DALLAS (CBSDFW.COM) – There is yet another reminder in North Texas that domestic abuse is everybody’s business.
Investigators there say Jessica Ileen Quinones, 35, was trying to get away from her Dallas boyfriend after the relationship fell apart. Quinones died at the scene. Her 18-year-old daughter, Destiny Snider, was wounded.
After opening fire, police say 46-year-old Larry Donell Stuart turned his weapon on himself.
“They seemed like the perfect couple… seemed like a great couple together,” says Santos Vargas.
Vargas says he worked with Stuart for years and never knew him to be violent. He says the couple always appeared happy and spent lots of time together, playing baseball on a local team. Vargas says the news hit him and other coworkers hard.
“When I found out it was true, I had this pain like in my heart… like I still couldn’t believe it,” says Vargas. “But, it’s true. I still feel kinda weird in my heart.”
Vargas who worked with Stuart at a local apartment management company, says he spoke with him around noon on Monday, and he spoke ever so casually of why he wouldn’t be at work.
“He was on his way to do something important,” recalled Vargas, “something he had to go take care of.”
That “something” appears to have been a plan to follow or at least track his estranged girlfriend to Florida.
Investigators there say Quinones was leaving Stuart and was heading to her sister’s home in Melbourne when she was attacked. Witnesses told police that Stuart went from car to car at the rest stop until he found Quinones’ and then opened fire.
Her daughter, a senior at Dallas’ W.T. White High school, has undergone surgery at a Florida hospital and is expected to survive– and somehow manage life without her mother.
“I never thought Larry was capable of doing something like that,” says Vargas. “Never.”

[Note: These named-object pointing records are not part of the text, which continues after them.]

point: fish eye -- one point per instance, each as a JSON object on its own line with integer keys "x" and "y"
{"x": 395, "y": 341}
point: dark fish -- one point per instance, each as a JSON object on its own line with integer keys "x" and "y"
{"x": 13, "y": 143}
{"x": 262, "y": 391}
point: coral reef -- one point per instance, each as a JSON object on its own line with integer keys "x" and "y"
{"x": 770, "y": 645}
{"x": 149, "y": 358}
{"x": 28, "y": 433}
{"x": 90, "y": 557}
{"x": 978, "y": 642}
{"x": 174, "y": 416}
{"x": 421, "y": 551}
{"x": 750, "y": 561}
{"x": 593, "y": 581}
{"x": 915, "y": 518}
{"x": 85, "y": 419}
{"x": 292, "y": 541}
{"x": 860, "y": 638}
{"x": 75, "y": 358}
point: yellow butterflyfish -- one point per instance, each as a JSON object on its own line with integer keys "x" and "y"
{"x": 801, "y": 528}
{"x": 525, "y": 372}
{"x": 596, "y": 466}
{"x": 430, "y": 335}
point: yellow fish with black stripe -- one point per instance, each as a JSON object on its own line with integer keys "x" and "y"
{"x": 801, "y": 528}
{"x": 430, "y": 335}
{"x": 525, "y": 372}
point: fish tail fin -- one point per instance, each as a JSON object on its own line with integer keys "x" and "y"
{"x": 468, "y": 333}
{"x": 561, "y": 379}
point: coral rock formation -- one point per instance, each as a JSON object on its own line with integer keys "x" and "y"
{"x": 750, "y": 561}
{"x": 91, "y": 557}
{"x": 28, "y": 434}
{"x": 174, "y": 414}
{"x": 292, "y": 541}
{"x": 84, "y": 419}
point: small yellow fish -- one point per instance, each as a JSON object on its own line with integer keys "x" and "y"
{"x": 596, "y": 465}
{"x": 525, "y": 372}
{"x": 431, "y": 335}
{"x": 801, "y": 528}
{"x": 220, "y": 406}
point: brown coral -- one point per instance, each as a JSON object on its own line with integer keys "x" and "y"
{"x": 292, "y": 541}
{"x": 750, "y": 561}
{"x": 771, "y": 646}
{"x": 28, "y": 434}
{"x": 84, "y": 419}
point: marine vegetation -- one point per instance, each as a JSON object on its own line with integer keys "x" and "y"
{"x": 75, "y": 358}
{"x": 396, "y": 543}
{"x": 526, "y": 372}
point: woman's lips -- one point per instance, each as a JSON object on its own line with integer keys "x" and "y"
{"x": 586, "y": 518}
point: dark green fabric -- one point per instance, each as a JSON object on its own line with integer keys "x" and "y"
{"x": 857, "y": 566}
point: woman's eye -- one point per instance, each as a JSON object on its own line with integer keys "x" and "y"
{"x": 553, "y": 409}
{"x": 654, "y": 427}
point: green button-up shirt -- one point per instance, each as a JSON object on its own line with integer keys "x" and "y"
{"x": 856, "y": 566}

Local experts say it is common for outsiders to be stunned in the aftermath of such violence because they may not have witnessed anything that raised an alarm– or perhaps those who knew the couple didn’t know where to look.
“There are always signs,” says Paige Flink, CEO of The Family Place, a local domestic abuse shelter. “Leaving is the most dangerous time for anyone in an abusive relationship. It’s important to always have a safety plan. Get help.”
“I can’t stop thinking that he did that,” says Vargas. “I just can’t. Hard to process something like that.”